Gleaning non-trivial structural, functional and evolutionary information about proteins by iterative database searches

Abstract

Using a number of diverse protein families as test cases, we investigate the ability of the recently developed iterative sequence database search method, PSI-BLAST, to identify subtle relationships between proteins that originally have been deemed detectable only at the level of structure-structure comparison. We show that PSI-BLAST can detect many, though not all, of such relationships, but the success critically depends on the optimal choice of the query sequence used to initiate the search. Generally, there is a correlation between the diversity of the sequences detected in the first pass of database screening and the ability of a given query to detect subtle relationships in subsequent iterations.

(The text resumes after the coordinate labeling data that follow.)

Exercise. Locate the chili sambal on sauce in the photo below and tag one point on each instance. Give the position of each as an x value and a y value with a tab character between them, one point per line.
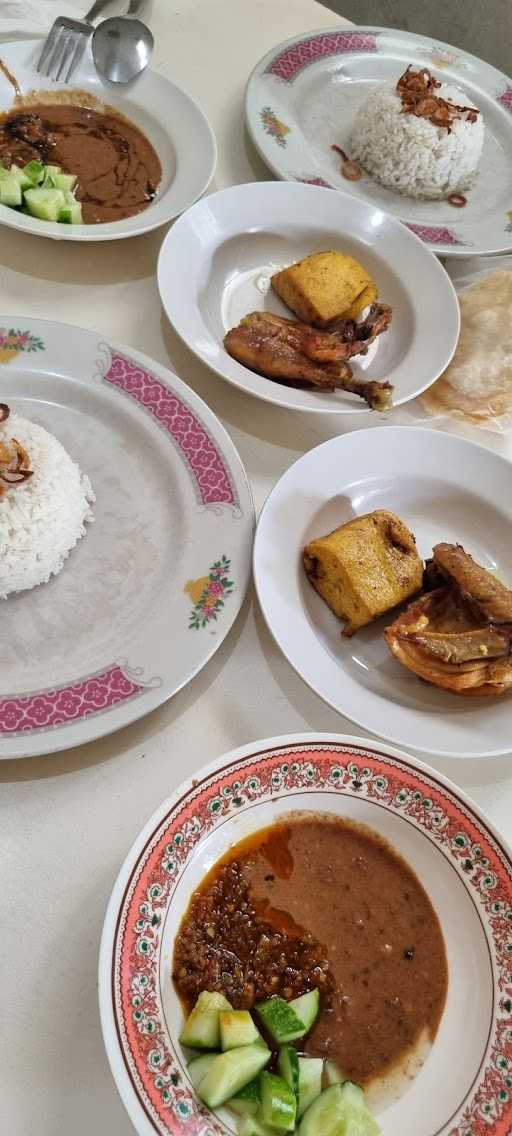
118	170
320	902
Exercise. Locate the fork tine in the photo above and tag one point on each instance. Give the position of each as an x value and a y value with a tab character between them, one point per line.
68	51
81	42
49	46
55	58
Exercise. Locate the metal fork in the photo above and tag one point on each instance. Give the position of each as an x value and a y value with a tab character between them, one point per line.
66	42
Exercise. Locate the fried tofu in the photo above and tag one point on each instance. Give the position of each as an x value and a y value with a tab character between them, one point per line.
368	297
364	568
321	286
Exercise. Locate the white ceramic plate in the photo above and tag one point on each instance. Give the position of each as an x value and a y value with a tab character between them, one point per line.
444	489
216	262
173	122
303	97
116	633
459	858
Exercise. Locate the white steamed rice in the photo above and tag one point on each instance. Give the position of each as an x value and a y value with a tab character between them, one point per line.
410	155
42	518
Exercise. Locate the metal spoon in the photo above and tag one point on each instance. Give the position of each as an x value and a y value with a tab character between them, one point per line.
122	46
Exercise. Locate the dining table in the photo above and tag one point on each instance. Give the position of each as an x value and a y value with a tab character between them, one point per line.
68	819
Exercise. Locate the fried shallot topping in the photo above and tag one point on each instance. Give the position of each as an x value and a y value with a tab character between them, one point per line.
15	461
417	91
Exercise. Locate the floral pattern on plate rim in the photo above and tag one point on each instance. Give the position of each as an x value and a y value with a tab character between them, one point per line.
49	709
14	342
290	63
216	586
274	126
151	1062
207	467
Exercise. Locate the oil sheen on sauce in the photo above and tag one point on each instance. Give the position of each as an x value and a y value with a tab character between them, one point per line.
355	907
117	168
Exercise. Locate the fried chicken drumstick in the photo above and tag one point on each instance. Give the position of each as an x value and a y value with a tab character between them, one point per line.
296	353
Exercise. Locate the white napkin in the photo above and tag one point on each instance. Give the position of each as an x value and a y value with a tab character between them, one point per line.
22	19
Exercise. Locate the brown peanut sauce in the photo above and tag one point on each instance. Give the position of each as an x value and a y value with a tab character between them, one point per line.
321	902
117	168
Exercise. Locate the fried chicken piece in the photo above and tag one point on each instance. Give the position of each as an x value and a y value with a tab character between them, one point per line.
445	638
293	352
488	598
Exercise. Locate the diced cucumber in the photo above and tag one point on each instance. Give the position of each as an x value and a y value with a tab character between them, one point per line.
287	1065
332	1074
72	210
338	1113
307	1008
10	192
199	1067
280	1020
34	170
252	1127
236	1028
231	1071
65	181
248	1100
201	1029
310	1070
44	203
278	1103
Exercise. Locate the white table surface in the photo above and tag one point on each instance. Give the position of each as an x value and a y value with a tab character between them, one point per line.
67	821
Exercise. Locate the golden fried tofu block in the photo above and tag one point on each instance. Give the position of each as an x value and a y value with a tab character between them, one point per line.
369	294
321	286
364	568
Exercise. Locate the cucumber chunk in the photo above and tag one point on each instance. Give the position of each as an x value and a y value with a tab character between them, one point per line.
310	1071
307	1008
44	203
278	1103
336	1112
287	1065
248	1100
236	1028
252	1127
34	170
231	1071
10	192
280	1020
199	1067
65	181
201	1029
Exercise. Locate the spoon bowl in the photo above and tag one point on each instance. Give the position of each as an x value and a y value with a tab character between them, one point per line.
122	48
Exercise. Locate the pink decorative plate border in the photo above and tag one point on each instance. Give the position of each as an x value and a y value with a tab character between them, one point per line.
48	709
206	465
394	783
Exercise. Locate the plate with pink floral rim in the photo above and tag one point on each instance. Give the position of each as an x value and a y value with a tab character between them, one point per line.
150	592
303	95
461	861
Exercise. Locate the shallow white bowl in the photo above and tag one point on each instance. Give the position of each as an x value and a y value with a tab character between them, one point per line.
444	489
216	262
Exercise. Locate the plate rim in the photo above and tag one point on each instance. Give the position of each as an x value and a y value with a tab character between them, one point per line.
95	233
110	1035
276	394
458	440
267	155
49	740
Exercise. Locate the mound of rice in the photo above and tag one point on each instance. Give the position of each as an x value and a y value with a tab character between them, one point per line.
41	519
411	155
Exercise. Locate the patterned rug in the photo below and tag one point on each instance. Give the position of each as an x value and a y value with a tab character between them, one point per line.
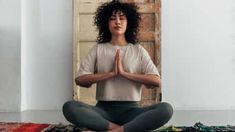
33	127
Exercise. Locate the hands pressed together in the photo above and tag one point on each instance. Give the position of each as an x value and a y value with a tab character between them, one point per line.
118	65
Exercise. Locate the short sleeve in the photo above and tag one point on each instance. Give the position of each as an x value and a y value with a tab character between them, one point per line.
87	66
147	65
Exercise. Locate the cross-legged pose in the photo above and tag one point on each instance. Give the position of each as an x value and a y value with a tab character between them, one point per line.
119	65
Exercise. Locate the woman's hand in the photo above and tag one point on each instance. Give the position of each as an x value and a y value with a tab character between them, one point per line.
119	63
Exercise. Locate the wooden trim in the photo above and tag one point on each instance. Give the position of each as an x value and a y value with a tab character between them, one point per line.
76	58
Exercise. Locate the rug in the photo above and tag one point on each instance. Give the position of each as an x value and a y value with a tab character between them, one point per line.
33	127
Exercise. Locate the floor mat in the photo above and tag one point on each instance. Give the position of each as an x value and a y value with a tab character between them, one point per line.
33	127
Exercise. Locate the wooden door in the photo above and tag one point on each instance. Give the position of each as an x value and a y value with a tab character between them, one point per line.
85	36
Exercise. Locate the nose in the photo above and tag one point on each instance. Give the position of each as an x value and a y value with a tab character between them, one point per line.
118	22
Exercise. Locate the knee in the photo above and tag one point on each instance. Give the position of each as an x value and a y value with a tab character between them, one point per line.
68	107
167	110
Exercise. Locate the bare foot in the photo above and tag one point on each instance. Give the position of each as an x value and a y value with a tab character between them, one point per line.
113	126
119	129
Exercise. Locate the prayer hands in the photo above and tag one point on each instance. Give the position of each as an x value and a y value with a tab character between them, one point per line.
118	65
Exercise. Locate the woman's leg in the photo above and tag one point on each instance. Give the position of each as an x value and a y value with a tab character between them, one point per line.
148	118
87	116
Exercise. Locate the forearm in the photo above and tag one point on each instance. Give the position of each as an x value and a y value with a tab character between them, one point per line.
149	80
88	80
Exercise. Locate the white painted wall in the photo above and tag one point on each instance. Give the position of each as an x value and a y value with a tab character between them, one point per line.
10	55
198	53
35	54
46	53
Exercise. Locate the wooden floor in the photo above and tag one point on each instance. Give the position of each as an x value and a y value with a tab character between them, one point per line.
180	117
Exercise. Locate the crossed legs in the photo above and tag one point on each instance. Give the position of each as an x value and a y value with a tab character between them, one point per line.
97	119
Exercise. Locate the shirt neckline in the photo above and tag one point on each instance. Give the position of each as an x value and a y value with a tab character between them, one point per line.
118	46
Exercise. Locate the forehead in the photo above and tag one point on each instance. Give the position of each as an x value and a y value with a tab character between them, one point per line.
118	12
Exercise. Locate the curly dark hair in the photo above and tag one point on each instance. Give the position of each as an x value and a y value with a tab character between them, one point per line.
104	12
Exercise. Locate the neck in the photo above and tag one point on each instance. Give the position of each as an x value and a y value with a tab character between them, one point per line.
118	40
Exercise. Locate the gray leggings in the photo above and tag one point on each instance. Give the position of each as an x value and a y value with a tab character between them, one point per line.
126	113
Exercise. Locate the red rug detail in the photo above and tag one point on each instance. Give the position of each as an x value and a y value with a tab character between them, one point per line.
22	127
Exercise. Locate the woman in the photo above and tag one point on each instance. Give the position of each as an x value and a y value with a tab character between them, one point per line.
119	66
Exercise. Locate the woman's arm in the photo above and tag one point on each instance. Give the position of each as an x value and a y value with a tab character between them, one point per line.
89	79
148	80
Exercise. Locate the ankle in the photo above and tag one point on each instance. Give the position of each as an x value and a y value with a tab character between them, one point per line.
113	126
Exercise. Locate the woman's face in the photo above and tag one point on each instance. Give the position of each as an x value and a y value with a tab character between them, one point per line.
117	23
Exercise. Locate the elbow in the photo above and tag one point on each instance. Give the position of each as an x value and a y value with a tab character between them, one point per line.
79	82
154	84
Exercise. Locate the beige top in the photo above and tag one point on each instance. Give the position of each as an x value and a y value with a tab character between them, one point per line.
100	59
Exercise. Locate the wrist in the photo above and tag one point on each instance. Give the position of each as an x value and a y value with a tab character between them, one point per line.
124	74
112	74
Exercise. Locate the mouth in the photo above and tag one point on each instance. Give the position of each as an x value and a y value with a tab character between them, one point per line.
117	27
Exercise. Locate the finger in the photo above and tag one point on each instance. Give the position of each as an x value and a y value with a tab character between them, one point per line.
117	54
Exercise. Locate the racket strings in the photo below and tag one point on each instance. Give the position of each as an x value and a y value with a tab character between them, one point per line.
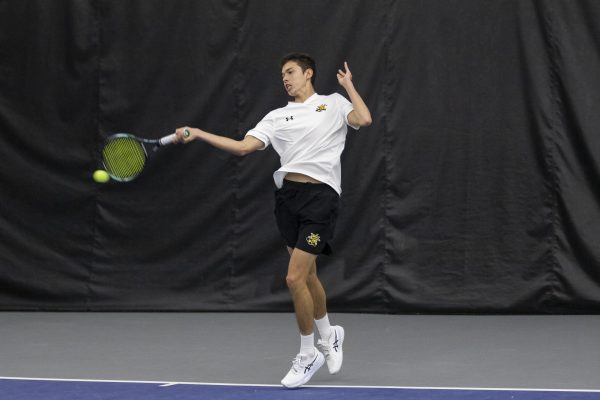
124	158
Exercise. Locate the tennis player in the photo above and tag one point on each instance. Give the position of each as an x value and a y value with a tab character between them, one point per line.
309	135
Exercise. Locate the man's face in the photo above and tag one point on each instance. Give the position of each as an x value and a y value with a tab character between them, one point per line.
294	80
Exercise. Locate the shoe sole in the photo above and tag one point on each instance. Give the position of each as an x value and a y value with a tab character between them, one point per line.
341	339
307	377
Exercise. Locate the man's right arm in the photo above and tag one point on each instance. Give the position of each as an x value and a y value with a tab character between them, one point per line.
236	147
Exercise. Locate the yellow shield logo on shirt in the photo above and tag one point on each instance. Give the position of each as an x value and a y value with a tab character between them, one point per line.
313	239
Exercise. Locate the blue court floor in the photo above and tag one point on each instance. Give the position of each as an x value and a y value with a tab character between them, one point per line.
181	356
27	389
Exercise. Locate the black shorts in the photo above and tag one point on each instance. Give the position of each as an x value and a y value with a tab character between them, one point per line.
306	214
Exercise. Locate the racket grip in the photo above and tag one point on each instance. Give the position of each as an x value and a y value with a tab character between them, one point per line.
169	139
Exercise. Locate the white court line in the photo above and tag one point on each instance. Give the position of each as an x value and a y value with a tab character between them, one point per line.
167	384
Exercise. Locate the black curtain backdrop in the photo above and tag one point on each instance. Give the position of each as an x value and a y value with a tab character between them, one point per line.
476	189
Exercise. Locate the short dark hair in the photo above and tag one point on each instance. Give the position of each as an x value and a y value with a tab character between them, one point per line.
304	61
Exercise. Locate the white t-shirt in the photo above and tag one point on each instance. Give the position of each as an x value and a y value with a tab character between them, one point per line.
309	137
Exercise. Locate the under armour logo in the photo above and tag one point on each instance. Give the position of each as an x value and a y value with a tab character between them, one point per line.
335	343
309	366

Accordingly, a thorough analysis of protein superfamilies at the sequence level is necessary in order to maximize the chances of gleaning non-trivial structural and functional inferences, as opposed to a single search, initiated, for example, with the sequence of a protein whose structure is available. This strategy is illustrated by several findings, each of which involves an unexpected structural prediction: (i) a number of previously undetected proteins with the HSP70-actin fold are identified, including a highly conserved and nearly ubiquitous family of metal-dependent proteases (typified by bacterial O-sialoglycoprotease) that represent an adaptation of this fold to a new type of enzymatic activity; (ii) we show that, contrary to the previous conclusions, ATP-dependent and NAD-dependent DNA ligases are confidently predicted to possess the same fold; (iii) the C-terminal domain of 3-phosphoglycerate dehydrogenase, which binds serine and is involved in allosteric regulation of the enzyme activity, is shown to typify a new superfamily of ligand-binding, regulatory domains found primarily in enzymes and regulators of amino acid and purine metabolism; (iv) the immunoglobulin-like DNA-binding domain previously identified in the structures of transcription factors NFkappaB and NFAT is shown to be a member of a distinct superfamily of intracellular and extracellular domains with the immunoglobulin fold; and (v) the Rag-2 subunit of the V-D-J recombinase is shown to contain a kelch-type beta-propeller domain which rules out its evolutionary relationship with bacterial transposases.